We do not have specific rules or guidelines for issuing arms licences, the state government told the Bombay High Court.
Additional government pleader Nitin Deshpande made the revelation while replying to a public interest litigation (PIL) against Jamshed Ashraf, revenue minister of Bihar, who obtained an arms licence using fake documents.
Ashraf had allegedly obtained an arms licence from the Nhava-Sheva police station, which is located in Uran taluka of Raigad. Filed by Atul Bhagat, an activist of the Maharashtra Navnirman Sena, the PIL alleged that Ashraf had obtained the arms licence using a forged ration card.
Justice Ranjana Desai asked the government what it plans to do to ensure that arms licences were not obtained using forged documents. She added, “In places like Jammu & Kashmir, one may need arms, but Mumbai is not such a bad place.”
Uday Warunjikar, Bhagat’s advocate, pointed out to the court that the government had admitted in its affidavit that a non-Mumbai resident was issued an arms licence.

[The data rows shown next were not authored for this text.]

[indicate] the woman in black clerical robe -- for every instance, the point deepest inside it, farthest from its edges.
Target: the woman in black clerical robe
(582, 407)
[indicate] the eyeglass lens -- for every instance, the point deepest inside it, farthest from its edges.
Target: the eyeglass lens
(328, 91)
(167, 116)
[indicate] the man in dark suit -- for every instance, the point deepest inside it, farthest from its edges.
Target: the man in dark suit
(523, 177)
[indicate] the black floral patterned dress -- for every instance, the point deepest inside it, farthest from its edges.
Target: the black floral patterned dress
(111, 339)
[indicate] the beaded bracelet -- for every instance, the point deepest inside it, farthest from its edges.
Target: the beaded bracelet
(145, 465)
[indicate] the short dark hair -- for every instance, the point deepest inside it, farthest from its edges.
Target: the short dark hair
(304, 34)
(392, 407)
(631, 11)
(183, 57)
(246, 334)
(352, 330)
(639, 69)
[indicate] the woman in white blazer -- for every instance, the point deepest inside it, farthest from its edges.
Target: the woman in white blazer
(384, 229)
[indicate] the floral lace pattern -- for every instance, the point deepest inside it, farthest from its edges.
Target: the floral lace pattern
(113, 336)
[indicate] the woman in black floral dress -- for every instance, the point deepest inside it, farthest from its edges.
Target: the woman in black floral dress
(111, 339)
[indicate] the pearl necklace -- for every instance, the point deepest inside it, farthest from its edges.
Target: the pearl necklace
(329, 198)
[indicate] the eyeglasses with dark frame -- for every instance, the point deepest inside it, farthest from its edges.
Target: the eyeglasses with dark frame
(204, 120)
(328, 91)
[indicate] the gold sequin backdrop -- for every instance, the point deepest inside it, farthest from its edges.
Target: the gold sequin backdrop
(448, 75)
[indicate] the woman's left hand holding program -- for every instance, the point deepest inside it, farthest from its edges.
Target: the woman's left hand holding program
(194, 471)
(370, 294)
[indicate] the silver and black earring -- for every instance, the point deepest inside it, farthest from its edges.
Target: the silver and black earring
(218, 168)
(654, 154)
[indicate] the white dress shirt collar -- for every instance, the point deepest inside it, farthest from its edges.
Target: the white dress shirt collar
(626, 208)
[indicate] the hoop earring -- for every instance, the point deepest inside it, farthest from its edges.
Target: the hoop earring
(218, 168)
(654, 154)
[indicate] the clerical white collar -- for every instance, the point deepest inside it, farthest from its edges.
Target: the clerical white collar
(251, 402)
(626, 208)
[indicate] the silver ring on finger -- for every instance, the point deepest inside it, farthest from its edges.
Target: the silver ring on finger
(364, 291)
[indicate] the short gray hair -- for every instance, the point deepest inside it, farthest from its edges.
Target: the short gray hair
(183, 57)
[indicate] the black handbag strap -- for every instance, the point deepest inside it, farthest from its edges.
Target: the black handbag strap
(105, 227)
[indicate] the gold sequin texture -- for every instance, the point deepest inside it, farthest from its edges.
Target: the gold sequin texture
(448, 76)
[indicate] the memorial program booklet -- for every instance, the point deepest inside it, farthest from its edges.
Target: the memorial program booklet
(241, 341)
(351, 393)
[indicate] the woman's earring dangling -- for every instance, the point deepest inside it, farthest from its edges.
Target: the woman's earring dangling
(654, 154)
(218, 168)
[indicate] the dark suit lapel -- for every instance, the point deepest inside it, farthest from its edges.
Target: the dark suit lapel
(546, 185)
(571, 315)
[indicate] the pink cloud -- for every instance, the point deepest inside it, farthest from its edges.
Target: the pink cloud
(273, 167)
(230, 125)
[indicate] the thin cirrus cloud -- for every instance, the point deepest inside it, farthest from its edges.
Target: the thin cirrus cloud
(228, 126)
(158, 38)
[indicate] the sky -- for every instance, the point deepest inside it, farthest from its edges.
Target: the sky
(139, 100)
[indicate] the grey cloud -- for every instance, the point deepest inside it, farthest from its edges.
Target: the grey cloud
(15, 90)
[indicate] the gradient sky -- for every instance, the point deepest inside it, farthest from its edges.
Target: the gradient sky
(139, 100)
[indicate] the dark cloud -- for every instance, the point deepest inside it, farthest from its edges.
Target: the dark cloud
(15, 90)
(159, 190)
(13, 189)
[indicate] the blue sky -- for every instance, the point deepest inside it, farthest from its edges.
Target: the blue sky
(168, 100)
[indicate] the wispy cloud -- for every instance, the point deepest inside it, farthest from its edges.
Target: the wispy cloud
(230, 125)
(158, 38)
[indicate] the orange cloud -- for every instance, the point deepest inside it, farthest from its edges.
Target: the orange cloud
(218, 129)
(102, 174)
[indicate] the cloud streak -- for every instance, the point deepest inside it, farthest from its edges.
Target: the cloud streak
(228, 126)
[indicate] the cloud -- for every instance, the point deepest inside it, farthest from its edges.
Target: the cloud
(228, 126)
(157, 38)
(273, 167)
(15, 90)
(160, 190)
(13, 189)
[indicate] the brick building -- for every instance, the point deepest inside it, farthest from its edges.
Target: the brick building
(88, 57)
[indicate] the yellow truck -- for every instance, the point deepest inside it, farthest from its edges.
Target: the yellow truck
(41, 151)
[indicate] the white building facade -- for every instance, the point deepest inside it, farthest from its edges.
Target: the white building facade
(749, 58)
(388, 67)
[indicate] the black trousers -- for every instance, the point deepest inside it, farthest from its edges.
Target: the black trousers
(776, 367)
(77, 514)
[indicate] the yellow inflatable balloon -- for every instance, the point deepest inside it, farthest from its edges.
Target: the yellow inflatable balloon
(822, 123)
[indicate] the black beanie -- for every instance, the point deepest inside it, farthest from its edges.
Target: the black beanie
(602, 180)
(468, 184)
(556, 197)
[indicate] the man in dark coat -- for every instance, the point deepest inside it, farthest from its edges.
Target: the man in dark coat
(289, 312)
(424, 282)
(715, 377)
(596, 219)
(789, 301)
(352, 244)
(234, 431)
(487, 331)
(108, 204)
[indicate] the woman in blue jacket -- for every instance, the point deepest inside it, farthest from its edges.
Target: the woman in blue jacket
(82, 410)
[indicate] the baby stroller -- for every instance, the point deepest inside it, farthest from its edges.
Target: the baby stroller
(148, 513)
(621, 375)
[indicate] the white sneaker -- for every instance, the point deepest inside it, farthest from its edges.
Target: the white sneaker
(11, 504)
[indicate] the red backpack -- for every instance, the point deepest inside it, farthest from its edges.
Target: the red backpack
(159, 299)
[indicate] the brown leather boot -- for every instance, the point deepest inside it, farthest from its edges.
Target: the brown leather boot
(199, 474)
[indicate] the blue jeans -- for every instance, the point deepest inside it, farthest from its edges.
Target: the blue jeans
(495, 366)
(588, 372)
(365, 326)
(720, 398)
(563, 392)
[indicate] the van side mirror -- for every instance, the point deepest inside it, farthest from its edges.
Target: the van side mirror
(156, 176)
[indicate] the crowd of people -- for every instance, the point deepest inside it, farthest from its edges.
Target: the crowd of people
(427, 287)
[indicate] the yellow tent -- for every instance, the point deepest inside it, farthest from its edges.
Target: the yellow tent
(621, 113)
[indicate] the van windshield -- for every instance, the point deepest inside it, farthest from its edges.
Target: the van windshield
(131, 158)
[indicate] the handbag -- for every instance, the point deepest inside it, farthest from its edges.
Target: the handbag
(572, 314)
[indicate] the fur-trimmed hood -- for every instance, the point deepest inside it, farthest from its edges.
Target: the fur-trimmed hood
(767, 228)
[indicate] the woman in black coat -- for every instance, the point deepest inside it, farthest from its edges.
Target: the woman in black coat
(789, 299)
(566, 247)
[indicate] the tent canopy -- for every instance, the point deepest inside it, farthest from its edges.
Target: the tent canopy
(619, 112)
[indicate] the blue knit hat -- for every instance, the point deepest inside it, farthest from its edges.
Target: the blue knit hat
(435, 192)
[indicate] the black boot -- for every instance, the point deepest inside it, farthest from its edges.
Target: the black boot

Also, on January 15, 2009, when the PIL was filed, the same evening, Ashraf had issued a press note stating that he had already surrendered his arms licence. T he note mentioned that he once had an arms licence, which was issued by the Raigad police, and he had surrendered it after contesting and winning the assembly elections in Bihar.
In the statement, Ashraf said that he had obtained the licence five years back as he was living in Navi Mumbai at that time.